Um número maior de cantinas e escolas também removeu a carne suína do cardápio. Por outro lado, há esforços para responder às preocupações dos consumidores. O ministro da Agricultura da Alemanha, Christian Schmidt, propõe o estabelecimento de um selo de bem-estar animal, com categorias “gold” ou “premium”. Ele fez um apelo para que a carne suína retorne ao cardápio estudantil e nomeou uma comissão que proporá medidas que resultem em “uma alimentação balanceada nas creches e escolas”.

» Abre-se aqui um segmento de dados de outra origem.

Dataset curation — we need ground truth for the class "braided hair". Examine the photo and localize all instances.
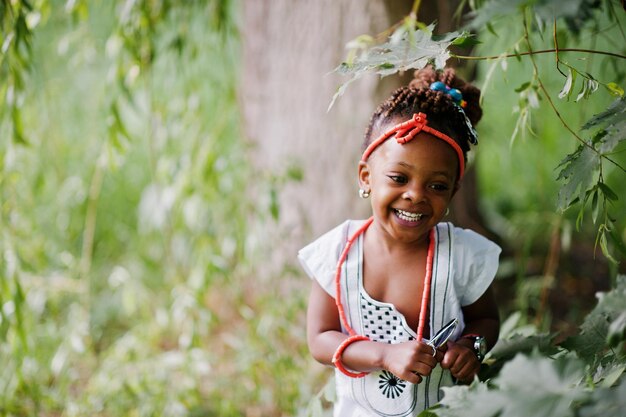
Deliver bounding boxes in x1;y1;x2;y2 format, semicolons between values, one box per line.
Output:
363;66;482;160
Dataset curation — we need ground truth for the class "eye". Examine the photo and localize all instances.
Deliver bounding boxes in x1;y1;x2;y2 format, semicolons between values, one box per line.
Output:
387;175;407;184
430;183;450;192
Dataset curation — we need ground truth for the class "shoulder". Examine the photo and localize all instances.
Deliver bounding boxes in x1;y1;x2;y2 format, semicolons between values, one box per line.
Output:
298;220;364;294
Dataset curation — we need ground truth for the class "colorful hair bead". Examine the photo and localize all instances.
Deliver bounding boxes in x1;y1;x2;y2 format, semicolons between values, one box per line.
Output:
430;81;478;145
430;81;467;107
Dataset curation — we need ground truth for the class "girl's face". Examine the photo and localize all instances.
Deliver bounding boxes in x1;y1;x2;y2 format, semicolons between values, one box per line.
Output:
359;132;459;244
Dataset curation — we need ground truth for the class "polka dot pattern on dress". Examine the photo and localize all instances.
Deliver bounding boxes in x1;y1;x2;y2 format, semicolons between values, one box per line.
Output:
361;294;415;344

Enquanto isso, em Dusseldorf, Peter Zodrow comanda um restaurante vegetariano que vem bombando nos últimos anos. Quando abriu o negócio, há uma década, Zodrow servia cinquenta pessoas por dia e mal conseguia pagar as contas com suas sopas e curries de legumes. Hoje, o ativista de bem-estar animal serve 1000 pessoas por dia em quatro unidades espalhadas pela Renânia do Norte-Vestfália. Um dos clientes, Daniel Klager, de 32 anos, diz que frequenta o restaurante de Zodrow por razões ecológicas e de bem-estar animal. “Quero aliviar um pouco a pressão sobre as mudanças climáticas através de minhas escolhas de consumo”, afirmou, ao ser entrevistado no restaurante Sattgruen que, em português, significa “verde saturado”.